The financial comparison is a necessary input. It shouldn't be the only one.
Frequently Asked Questions
Q: Can you actually negotiate with OpenAI and Anthropic?
Yes, but the playbook is different. Leveling and equity grant size are more productive to push on than base salary. Competing offers from peer organizations are the most reliable lever. And the negotiation window is shorter than at traditional tech companies, so preparation before the offer lands matters.
Q: What are OpenAI PPUs worth?
It depends on when you're asking. OpenAI's October 2025 tender offer processed at a valuation around $500B. As of June 2026, the company is preparing another tender at $687.69 per share with a valuation near $852B. PPU value is pegged to those periodic tender prices or, eventually, to a public share price if an IPO proceeds. There is no guaranteed liquidity timeline.
Q: Should I take an OpenAI or Anthropic offer over a FAANG offer?
It depends on what you're optimizing for. FAANG offers provide liquid equity, well-defined comp bands, and predictable TC. AI lab offers provide higher potential upside, a different quality of technical work, and significantly more equity risk. The risk premium on illiquid pre-IPO equity should be real and reflected in the TC difference. If the total comp numbers are comparable, the FAANG offer is the lower-risk choice. If the AI lab TC is materially higher on a risk-adjusted basis, the calculus shifts.

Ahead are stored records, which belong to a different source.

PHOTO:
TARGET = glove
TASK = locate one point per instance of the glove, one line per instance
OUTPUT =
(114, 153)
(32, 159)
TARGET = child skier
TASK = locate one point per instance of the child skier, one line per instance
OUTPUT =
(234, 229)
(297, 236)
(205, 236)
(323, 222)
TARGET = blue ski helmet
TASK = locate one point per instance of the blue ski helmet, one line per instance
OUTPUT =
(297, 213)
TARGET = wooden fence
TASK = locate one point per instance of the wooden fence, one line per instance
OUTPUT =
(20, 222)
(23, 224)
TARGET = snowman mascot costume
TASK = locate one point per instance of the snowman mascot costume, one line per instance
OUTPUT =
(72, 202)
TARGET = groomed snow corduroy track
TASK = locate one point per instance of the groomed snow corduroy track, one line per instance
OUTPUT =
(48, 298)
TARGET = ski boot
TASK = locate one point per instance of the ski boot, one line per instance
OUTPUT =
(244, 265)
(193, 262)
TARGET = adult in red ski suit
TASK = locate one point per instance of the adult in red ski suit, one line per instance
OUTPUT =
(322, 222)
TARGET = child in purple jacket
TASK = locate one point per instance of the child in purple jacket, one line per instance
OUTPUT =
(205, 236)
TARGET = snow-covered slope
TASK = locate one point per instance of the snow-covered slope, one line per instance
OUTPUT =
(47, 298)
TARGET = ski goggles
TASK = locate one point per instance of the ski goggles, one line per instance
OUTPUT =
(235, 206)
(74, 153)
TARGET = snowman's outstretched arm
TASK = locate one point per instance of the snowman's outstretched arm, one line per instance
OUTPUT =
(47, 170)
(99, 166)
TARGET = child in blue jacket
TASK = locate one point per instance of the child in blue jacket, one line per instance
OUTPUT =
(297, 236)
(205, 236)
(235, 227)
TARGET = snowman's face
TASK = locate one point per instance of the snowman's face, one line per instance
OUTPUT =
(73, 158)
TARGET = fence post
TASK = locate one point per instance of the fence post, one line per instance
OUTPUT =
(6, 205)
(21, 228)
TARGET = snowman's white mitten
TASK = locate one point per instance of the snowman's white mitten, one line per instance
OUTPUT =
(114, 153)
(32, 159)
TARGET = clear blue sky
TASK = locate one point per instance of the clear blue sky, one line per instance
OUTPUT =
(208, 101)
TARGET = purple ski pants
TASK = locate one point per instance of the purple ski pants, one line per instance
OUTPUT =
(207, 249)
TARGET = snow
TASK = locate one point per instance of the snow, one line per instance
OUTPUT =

Q: How do I negotiate level at OpenAI or Anthropic?
Raise it early. Ask your recruiter how they're thinking about level before you get deep into the process. When you have the offer, make the case with specifics: scope of prior work, scale of systems you've owned, teams you've led, research impact you've driven. Level negotiations at AI labs respond to technical evidence, not seniority claims.
Q: What's a good competing offer to have when negotiating at an AI lab?
An offer from the other top AI labs (OpenAI vs. Anthropic vs. Google DeepMind vs. xAI) carries the most weight. A strong L5+ FAANG offer is a credible alternative that also highlights the liquidity risk premium question. Any offer from a well-known organization in the same technical domain is useful. Generic or non-comparable offers add less.
Q: How should I think about the equity if an IPO is coming?
With caution and a financial advisor. A confidential IPO filing doesn't guarantee timing, valuation, or terms. Lock-up periods typically prevent employees from selling for 6 months post-IPO. The 409A valuation used for your grant may be different from the IPO price. Tax obligations can crystallize at vesting in ways that require cash on hand. None of this means you shouldn't take the offer. It means you should understand what you're accepting before you accept it.